Congress should pass a resolution putting other countries on notice that, if the United Nations attempts to grab any of the powers spelled out at its Millennium Summit last September, the United States will cut off all future payments to the United Nations. Unacceptable proposals considered by the United Nations include imposing a global tax on foreign currency transactions and foreign travel, creating a U.N. standing army (as recently endorsed by George McGovern) and eliminating the U.S. veto or permanent membership in the United Nations.
Congress should legislate better financial privacy by prohibiting any Know Your Customer regulations to spy on our bank accounts, and legislate adequate medical privacy, including genetic, by repealing authorization for the government to assign a unique health-care identifier to every citizen. Congress should stop Clinton-style expansion and networking of government databases of information on law-abiding citizens, and should defeat all bills to give government protection to private databases.
Congress should give us the Medical Savings Accounts that virtually all Republican congressional candidates promised when they won Congress in 1994, and as promised again in the 2000 Republican platform: "MSAs should be a permanent part of tax law, offered to all workers without restrictions." The current MSA plan was obviously designed to fail, probably by the HMO lobbyists who fear the competition of MSAs.
Congress should strengthen conflict-of-interest rules for the Centers for Disease Control and the Food and Drug Administration on approving vaccines. We need more congressional hearings to expose conflicts of interest by those who make such important decisions.
Congress should carry out the promise of the Republican platform to "replace 'family planning' programs for teens with increased funding for abstinence education." We want to encourage the trend just reported by the Alan Guttmacher Institute that the percentage of secondary school teachers who present abstinence as the way to avoid pregnancy has risen from 2 percent to 23 percent.
Congress should pass the Department of Education Fraud Audit bill sponsored by Rep. Pete Hockstra, R-Mich. Congress should move promptly to carry out the Republican platform promise that "the role of the federal government must be progressively limited as we return control to parents, teachers, and local school boards" by defunding Clinton's two controversial and unpopular 1994 laws, Goals 2000 and School-to-Work.
Congress should drastically revise and amend the Elementary and Secondary Education Act, whose reauthorization fortunately failed to pass last year. Reauthorization should be improved by eliminating all funding for the failed and unpopular Bilingual Education (which the voters rejected in California and Arizona), thus making funds available for more constructive purposes, and by initiating a full investigation of fraud in the Drug Free Schools and Community Act funds.
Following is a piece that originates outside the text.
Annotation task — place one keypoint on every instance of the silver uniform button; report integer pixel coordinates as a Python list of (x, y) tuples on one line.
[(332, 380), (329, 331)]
Of course, we want a tax cut for all taxpayers, not just targeted cuts that require us to spend our money the way the government wants us to spend it; and the sooner the better. We also want Congress to fulfill the Republican platform promise to pass "legislation requiring a super-majority vote in both houses of Congress to raise taxes."
Congress should pass a resolution urging President George W. Bush to rescind Clinton's executive orders that have no justification in law. Some of the most outrageous include 13166, purporting to make NOT speaking English a new civil right, 13087 requiring federal agencies to grant affirmative action status on the basis of sexual orientation, 13107 implementing U.N. treaties even if unratified, 13061 putting 10 new rivers every year under federal control, and PDD 25 giving the president authority "to place U.S. forces under the operational control of a foreign commander."
Finally, Congress should fulfill the Republican platform's promise to reopen Pennsylvania Avenue, which was closed by the paranoid Clintons. Let's terminate this annoyance and inconvenience to all visitors and residents of our nation's capital.